In any case, I find the overall tonal balance for the Tia Trió more well-refined and more mature than that of the Legend X. It's as if the Tia Trió is going for a well-calculated and carefully refined tuning, with a balanced frequency response and tonality as the ultimate goal, where as the Legend X is just a great way to demonstrate groundbreaking new technology for bass frequencies in IEMs. And while the end result is good for both, it's clear that the Legend X has a less cautious implementation of the 'V-shape' tonality, and 64 Audio were a bit more reserved calculated in its implementation for the Tia Trio.
Winner: Tia Trió
The Legend X's bass emphasis makes it a good choice for electronic and modern genres (EDM, rock, pop, hip hop), however the Tia Trió is also ideal for those genres. On the other hand, the Legend X is not as well-suited to warmer music like jazz because the bass elevation often gets in the way and crowds out everything else.
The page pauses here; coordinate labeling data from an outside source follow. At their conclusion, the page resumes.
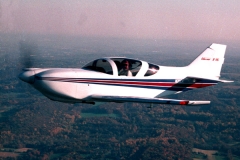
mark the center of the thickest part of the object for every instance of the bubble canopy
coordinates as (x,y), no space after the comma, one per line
(114,65)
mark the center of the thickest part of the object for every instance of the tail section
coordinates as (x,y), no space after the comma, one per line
(209,63)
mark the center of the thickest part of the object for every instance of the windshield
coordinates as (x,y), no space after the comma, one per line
(132,69)
(100,65)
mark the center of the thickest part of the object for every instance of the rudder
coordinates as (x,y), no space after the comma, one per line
(209,63)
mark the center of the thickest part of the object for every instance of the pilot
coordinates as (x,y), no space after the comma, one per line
(125,71)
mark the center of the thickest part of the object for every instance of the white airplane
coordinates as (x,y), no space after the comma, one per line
(100,80)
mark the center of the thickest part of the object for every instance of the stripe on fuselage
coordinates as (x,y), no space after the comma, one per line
(164,84)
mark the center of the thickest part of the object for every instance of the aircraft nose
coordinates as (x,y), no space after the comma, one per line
(27,76)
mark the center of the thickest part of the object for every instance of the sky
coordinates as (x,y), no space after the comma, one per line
(216,20)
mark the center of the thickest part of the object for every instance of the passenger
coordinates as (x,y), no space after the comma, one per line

My test tracks include a wide range of genres, but when I got to the jazz section with artists such as Molly Johnson and Patricia Barber, using the Legend X was like doubling down on the warm tones that style of music already exhibits. The Tia Trió, by contrast, is more versatile for a wider range of genres. It's not ideal for jazz, classical and acoustic, because once again it does have a bit of a 'V-shaped' sound signature, but it's still capable for those genres - and I'm especially impressed with how its bass emphasis doesn't lead to a bloated or loose sound. The Trió bass retains tonal definition even for tracks that have that warmer, thicker sound on their own.
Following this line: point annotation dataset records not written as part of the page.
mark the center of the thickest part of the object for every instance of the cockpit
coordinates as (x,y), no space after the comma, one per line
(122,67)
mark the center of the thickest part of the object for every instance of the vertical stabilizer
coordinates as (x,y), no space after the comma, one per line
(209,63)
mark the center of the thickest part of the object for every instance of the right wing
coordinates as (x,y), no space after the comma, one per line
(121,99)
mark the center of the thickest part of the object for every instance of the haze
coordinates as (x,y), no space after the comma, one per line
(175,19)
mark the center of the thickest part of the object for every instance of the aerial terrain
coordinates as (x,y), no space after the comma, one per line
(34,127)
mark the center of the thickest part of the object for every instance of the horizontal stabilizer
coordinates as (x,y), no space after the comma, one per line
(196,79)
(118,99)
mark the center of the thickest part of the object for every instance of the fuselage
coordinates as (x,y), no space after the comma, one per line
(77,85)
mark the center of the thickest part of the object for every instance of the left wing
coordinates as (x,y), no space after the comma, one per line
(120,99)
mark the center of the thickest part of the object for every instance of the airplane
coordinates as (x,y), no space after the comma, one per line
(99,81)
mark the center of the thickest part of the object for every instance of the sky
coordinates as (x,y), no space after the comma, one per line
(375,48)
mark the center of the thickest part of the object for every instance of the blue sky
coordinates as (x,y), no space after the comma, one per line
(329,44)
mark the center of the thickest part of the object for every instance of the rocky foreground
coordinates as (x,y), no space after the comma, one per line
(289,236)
While they trade blows, for me the 64 Audio Tia Trió comes out on top. It does everything I enjoy about hybrid driver IEMs, including excellent bass slam and definition, while at the same time demonstrating a carefully refined tuning. The Legend X does outperform the Tia Trió in a number of categories, such as stage and dynamic impact, but I find the Tia Trió to be the more mature implementation of that fun 'V-shaped' sound signature. It's has tighter and more controlled bass, even if the Legend X hits harder overall, strong performance across the board, and it has a more balanced tonality overall. Ultimately this makes it the more enjoyable IEM for my tastes, however for anyone looking for strict technical ability in an IEM, for certain genres, or with a willingness to add a touch of EQ, there's still an interesting argument to be made for the Legend X.